Mali: Tourism in Timbuktu slumps on 'bad Western publicity'

Tourism in Timbuktu Mali - The Malian city of Timbuktu, which for many years was a favourite tourist desination, has lost its attraction with tourist arrivals down to a trickle. And the authorities are blaming insecurity and 'bad media campaign by Western press'.

The Malian Press Agency (AMAP) reported in Bamako on Monday that the number of arrivals had gone from 45,000 arrivals in 2006 to 6,000 visitors in 2009 and then to a mere 492 in the first quarter of 2011.

This is despite important investments to put the city on the world tourism map.

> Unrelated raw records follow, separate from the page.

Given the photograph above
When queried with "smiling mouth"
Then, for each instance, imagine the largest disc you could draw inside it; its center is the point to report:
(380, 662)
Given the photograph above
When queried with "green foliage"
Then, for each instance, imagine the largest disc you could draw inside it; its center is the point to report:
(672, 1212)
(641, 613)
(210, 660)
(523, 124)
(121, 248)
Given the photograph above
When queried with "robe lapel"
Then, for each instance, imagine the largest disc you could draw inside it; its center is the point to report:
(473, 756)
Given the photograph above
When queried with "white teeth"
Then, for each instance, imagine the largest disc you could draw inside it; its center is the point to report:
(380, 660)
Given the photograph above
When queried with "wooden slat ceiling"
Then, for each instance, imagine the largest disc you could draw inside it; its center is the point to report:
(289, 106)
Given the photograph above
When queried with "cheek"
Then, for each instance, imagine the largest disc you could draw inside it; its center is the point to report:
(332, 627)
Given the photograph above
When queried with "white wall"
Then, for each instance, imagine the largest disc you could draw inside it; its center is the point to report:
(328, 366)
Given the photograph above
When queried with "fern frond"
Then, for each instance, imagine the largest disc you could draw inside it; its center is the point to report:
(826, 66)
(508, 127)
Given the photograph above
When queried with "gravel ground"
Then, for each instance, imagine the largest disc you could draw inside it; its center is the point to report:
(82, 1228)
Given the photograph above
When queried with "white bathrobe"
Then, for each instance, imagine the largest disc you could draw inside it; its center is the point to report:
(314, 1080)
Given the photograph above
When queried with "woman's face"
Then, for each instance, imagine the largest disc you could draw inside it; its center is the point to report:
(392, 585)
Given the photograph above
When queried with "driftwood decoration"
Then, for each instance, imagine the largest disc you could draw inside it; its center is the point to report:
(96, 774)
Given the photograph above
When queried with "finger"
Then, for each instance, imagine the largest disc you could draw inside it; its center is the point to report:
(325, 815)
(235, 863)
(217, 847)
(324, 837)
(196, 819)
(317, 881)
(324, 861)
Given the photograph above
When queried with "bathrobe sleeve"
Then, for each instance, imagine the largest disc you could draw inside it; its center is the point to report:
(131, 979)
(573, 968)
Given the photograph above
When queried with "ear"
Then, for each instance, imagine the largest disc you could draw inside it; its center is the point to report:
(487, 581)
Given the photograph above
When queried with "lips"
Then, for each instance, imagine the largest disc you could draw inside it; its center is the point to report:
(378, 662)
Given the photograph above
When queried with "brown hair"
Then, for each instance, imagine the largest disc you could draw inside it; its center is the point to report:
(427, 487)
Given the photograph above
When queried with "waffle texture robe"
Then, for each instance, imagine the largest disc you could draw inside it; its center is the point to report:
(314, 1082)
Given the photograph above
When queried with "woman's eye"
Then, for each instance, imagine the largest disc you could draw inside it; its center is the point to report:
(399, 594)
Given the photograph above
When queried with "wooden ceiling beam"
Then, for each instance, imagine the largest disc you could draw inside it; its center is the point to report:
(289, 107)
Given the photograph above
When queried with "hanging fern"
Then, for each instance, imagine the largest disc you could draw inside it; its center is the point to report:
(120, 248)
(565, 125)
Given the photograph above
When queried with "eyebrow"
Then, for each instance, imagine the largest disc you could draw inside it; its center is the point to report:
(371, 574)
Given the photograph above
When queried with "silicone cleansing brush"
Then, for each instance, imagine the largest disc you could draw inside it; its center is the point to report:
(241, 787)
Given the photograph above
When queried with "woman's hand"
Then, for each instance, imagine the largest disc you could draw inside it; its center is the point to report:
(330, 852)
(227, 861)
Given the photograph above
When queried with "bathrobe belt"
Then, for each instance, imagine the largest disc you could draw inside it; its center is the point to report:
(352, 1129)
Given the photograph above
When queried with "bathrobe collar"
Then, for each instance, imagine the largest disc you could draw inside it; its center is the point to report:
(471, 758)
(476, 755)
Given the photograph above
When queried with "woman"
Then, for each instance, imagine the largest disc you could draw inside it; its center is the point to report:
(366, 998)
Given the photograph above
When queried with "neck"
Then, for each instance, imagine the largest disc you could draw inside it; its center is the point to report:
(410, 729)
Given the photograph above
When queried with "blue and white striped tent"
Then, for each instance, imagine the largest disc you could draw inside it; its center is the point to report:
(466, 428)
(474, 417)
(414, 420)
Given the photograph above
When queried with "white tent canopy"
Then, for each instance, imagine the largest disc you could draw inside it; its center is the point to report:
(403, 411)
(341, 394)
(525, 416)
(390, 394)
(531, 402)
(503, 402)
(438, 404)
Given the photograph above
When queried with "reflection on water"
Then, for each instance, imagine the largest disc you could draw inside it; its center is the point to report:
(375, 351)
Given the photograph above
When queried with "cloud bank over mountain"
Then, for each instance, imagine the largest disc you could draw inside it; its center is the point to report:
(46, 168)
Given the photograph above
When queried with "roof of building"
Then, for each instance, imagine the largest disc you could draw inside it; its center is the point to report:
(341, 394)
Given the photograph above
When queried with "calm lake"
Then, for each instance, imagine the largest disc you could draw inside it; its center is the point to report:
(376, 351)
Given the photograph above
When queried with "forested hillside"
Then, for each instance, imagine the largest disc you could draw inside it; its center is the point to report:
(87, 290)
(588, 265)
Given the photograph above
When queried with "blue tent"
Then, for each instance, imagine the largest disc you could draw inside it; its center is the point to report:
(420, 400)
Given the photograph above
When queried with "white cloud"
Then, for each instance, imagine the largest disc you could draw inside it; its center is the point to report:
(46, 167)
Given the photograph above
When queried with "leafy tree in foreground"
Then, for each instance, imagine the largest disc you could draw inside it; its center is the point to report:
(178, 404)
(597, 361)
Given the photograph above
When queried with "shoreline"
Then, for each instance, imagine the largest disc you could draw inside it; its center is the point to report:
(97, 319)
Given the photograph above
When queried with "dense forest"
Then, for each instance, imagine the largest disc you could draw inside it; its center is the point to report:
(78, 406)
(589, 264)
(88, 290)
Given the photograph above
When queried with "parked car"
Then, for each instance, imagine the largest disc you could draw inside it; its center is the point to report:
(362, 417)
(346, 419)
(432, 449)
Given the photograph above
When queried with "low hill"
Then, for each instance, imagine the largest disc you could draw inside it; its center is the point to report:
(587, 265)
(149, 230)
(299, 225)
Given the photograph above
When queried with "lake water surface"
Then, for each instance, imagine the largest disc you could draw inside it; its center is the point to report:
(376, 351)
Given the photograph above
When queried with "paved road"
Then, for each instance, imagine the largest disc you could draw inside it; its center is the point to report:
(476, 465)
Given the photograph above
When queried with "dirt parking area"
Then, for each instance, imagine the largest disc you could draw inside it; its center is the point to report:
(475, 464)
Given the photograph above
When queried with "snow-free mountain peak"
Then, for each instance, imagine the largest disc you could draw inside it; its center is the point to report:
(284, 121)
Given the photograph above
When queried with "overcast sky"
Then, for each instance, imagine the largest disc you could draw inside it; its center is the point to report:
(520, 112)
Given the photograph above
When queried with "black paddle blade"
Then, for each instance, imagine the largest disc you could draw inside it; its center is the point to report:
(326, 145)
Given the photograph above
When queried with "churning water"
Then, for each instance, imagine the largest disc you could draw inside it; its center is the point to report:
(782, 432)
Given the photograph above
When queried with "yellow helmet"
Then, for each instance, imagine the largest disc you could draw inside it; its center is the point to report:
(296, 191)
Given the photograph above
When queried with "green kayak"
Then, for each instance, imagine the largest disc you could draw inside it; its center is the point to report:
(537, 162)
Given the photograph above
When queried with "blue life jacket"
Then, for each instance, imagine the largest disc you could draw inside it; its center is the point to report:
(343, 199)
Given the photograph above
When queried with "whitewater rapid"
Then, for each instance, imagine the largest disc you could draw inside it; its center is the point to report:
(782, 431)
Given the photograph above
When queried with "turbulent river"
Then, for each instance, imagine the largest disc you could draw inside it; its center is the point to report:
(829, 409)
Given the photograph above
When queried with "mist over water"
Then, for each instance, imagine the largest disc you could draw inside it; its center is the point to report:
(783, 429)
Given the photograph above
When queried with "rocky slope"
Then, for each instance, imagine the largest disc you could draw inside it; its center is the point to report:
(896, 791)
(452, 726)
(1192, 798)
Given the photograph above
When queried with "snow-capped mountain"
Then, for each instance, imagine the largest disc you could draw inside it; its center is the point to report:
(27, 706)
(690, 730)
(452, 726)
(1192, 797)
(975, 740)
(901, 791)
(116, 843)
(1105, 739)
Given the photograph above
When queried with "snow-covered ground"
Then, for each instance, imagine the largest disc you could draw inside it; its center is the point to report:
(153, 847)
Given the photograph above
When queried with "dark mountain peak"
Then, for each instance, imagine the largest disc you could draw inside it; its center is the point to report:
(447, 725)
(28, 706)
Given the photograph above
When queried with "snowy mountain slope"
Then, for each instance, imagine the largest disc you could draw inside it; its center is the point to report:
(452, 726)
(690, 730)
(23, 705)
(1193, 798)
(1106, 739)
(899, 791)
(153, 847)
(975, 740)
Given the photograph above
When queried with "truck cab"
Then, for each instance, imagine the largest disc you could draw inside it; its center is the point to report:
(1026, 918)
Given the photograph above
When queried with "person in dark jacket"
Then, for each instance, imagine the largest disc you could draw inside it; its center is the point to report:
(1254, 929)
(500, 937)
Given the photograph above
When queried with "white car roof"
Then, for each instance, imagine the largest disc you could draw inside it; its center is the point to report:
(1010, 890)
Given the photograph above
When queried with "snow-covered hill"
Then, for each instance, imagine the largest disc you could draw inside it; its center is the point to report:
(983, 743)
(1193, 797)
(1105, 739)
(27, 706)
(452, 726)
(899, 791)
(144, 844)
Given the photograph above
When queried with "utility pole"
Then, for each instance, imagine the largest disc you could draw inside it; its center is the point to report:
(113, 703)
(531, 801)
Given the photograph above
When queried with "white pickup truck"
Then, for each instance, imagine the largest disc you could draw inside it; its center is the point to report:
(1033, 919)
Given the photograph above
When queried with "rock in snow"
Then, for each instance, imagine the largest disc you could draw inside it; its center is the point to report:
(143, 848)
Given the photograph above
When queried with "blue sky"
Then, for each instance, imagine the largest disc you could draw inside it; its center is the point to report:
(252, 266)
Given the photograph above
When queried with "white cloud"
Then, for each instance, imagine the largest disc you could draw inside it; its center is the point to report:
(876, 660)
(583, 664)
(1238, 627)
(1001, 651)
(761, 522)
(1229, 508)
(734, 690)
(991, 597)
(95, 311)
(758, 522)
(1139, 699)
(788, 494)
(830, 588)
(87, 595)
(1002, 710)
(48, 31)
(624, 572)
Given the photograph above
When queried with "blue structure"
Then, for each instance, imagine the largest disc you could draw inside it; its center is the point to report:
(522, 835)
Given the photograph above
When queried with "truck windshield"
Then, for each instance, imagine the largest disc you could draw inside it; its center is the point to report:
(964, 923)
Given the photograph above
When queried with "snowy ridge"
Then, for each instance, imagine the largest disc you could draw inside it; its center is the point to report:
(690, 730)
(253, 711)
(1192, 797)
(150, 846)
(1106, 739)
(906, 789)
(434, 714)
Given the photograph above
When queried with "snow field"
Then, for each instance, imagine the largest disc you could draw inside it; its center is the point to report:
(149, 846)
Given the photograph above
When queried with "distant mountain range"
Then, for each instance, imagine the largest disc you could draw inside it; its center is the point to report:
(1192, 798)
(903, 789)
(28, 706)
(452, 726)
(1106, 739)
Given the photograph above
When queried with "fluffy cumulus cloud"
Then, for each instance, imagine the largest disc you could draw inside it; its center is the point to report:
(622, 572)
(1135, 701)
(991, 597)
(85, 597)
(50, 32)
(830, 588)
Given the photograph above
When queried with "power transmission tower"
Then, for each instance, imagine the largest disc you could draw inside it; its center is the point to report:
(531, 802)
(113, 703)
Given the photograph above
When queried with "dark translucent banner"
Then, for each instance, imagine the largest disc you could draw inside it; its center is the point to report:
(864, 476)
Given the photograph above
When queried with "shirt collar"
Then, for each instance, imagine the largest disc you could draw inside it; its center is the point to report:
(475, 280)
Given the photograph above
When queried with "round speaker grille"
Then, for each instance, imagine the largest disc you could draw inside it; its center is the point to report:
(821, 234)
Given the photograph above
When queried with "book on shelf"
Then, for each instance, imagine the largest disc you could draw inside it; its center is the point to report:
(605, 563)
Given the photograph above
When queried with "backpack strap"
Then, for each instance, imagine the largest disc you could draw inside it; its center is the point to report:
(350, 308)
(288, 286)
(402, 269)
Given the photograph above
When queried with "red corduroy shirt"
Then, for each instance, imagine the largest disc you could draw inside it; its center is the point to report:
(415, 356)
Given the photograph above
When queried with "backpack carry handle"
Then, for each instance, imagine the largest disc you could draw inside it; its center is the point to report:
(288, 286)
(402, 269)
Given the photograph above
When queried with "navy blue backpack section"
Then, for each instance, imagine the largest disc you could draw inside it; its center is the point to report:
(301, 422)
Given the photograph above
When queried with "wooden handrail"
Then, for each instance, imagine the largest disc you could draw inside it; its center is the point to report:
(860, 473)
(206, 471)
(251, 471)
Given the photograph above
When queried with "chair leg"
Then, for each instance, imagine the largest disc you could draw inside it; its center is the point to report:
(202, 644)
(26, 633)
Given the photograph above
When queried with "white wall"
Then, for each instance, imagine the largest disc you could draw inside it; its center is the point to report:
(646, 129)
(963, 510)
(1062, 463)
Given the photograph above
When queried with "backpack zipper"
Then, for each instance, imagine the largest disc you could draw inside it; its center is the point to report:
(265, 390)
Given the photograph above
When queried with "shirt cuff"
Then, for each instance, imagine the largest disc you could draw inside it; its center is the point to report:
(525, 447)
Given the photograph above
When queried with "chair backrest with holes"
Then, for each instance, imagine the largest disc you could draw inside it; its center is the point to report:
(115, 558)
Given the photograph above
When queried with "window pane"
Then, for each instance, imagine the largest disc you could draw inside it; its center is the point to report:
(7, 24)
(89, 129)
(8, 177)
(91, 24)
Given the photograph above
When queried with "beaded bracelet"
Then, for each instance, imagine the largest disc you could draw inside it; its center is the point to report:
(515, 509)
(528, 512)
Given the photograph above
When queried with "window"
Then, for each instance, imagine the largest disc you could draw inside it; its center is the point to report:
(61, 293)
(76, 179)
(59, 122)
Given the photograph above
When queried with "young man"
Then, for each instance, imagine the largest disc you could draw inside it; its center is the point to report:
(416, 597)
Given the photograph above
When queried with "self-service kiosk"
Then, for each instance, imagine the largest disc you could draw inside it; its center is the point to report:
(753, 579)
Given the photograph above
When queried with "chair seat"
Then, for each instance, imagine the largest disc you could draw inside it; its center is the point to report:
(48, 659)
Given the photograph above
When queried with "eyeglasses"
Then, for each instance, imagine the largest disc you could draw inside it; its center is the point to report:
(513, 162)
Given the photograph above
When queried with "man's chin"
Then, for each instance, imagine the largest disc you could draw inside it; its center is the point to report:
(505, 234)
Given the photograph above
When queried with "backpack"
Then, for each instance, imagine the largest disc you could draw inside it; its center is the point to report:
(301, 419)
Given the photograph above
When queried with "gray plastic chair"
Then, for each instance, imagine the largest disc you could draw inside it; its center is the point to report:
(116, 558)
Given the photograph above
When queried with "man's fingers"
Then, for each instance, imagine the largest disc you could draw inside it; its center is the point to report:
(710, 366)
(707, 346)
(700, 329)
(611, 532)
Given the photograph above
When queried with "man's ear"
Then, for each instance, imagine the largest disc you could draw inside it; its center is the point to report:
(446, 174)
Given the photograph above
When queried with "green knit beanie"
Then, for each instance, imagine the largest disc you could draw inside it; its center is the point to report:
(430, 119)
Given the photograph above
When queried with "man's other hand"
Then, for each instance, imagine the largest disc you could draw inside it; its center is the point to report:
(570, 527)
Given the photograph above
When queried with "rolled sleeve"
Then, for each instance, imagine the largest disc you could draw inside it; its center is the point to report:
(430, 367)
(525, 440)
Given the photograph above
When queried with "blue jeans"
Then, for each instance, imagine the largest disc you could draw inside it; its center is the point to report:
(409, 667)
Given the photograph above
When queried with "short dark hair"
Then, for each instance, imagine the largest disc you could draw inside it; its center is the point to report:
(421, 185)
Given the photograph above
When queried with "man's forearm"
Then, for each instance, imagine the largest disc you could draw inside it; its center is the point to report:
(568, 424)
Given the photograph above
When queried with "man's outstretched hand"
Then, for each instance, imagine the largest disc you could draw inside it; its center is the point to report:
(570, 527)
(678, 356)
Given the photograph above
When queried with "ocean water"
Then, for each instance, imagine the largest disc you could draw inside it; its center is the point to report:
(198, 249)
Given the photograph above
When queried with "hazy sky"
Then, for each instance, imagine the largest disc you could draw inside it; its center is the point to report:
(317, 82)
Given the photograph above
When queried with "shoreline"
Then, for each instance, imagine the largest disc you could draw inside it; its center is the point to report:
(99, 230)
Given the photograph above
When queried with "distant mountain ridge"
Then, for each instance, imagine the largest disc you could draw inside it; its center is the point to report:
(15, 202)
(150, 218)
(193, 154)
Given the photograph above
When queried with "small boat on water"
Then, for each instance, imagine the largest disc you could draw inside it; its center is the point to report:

From 2 hostels in the 1980s, Timbuktu, about 1,000 km north of Bamako, has 25 hotels,10 restaurants, 5 leisure spots, 7 associations of tourist guides and camel drivers, 4 travel  agencies and one house of artisans, which moved to the city because of tourist activities that give employment to more than 68% of the population.

Now, investors in these tourist infrastructures and businesses are upset by the loss they are incurring because of the 'bad publicity' Western media are giving tourism in the north of Mali.

'There was an attack at a restaurant in Morocco that claimed lives, most of whom  were French, yet, it is recommended to tourists. On the other hand, Western travellers are advised by their respective countries against travelling to Timbuktu, where no tourist has ever been troubled,' said Hervé Panzani, a French expatriate and proprietor of La Palmeraie de Tombouctou hotel.

He said terrorism was a world phenomenon that could hit anywhere and any time on all the continents.

'Much has been exaggerated about Mali but it remains a country of kindness, love, human warmness and anyone who has not seen Timbuktu has not seen Mali,' he said, adding that policies were also to blame for the slump of tourism in Timbuktu.